Netskope
- Type: Public
- Traded as: Nasdaq: NTSK
- Industry: Cybersecurity, network security, cloud computing
- Founded: May 2012
- Headquarters: Santa Clara, California
- Key people: Sanjay Beri (co-founder, CEO), Krishna Narayanaswamy (co-founder, CTO), Drew Del Matto (CFO), Raphael Bousquet (CRO)
- Revenue: US$709 million (2025)
- Net income: −US$679 million (2025)
- Website: netskope.com

= Netskope =

American cybersecurity company

Netskope, Inc. is a cybersecurity company headquartered in Santa Clara, California, United States. Established in 2012, the company offers security and networking for cloud and AI. Netskope is publicly listed on the Nasdaq under the ticker symbol NTSK.

== History ==
Netskope was founded in May 2012 by Sanjay Beri and Krishna Narayanaswamy.

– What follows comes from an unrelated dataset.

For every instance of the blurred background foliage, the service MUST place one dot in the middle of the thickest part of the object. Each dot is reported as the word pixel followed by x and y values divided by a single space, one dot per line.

== IPO and public status ==
In August 2025, Netskope filed for an initial public offering (IPO) with the U.S. Securities and Exchange Commission, disclosing annual recurring revenue (ARR) of $707 million as of the end of July 2025, representing 33% year-over-year growth.

At IPO, the company priced 47.8 million shares at $19 per share, raising $908.2 million.